Central sensitization in opioid use disorder: a novel application of the American College of Rheumatology Fibromyalgia Survey Criteria.

Introduction: Central sensitization (CS) involves dysfunctional central nervous system pain modulation resulting in heightened pain perception. Central sensitization is not commonly assessed among patients with opioid use disorder (OUD), despite the fact that pain has been implicated in the development, maintenance, and relapse of OUD and chronic opioid use may produce opioid-induced hyperalgesia. Central sensitization is a plausibly important mechanism underlying the complex relationship between OUD and chronic pain. However, this premise is largely untested.

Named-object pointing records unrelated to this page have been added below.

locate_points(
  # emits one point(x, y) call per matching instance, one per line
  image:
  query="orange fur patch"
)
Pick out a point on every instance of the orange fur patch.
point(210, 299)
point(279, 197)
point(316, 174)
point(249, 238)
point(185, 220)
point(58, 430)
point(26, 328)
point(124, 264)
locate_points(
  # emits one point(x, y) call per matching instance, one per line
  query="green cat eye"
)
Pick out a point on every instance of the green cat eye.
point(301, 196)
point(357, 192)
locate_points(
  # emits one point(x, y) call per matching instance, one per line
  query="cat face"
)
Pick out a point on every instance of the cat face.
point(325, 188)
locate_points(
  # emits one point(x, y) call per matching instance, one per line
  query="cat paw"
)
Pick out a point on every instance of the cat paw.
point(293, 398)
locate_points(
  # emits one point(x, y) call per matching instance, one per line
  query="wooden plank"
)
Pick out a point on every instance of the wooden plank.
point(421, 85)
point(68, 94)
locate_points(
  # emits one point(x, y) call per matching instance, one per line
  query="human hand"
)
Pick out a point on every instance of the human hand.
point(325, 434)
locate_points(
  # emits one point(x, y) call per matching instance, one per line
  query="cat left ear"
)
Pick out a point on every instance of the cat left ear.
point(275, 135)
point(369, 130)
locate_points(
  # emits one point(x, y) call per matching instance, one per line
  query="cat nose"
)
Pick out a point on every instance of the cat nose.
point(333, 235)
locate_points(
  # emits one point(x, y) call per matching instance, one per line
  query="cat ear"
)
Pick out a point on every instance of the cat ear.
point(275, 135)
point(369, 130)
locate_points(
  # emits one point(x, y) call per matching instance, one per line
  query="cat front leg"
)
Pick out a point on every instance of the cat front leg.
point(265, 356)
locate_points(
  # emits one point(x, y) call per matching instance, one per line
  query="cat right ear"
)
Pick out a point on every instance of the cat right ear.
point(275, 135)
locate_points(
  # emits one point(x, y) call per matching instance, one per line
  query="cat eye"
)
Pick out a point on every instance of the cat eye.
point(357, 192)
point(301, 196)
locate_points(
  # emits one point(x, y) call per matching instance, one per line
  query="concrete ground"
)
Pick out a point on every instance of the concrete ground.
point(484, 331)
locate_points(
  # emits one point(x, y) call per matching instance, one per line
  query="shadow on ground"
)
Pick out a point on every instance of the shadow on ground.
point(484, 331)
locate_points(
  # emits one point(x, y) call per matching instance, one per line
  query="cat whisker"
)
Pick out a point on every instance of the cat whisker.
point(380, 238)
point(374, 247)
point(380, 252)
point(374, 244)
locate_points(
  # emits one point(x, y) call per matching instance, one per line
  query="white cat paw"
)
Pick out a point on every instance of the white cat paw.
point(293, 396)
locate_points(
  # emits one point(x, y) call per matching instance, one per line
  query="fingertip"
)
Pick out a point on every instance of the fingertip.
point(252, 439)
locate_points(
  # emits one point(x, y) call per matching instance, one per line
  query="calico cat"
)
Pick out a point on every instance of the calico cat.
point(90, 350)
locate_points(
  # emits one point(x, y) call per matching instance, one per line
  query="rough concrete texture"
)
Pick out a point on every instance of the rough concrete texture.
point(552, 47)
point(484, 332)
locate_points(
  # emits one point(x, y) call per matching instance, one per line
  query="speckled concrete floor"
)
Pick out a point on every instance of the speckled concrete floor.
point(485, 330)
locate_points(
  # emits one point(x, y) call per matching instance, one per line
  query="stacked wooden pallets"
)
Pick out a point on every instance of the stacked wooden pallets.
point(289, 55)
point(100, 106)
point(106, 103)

Methods: Participants with OUD (n = 141) were recruited from an academic addiction treatment center in Columbus, Ohio. An established surrogate measure of CS, the American College of Rheumatology 2011 Fibromyalgia Survey Criteria, was administered using electronic survey. Participants also responded to questions about pain interference (Brief Pain Inventory), quality of life (RAND-36), and items regarding pain beliefs and expectations of pain and addiction treatment. Descriptive analyses, Spearman rho correlations, and Mann-Whitney U tests were performed.

Results: Hypothesized relationships were confirmed between degree of CS, pain interference, and health-related quality of life. Degree of CS was also positively correlated with greater endorsement of pain as a reason for the onset, maintenance, and escalation of OUD; treatment delay; and OUD relapse. Participants with the American College of Rheumatology 2011 Fibromyalgia Survey Criteria ≥13 had significantly greater endorsement of pain as a reason for delaying OUD treatment, continuing and increasing opioid use, and precipitating OUD relapse.

Conclusions: This study provides early evidence CS may underlie previously observed connections between clinically salient features of chronic pain and OUD, potentially informing future mechanistic research and precision treatment.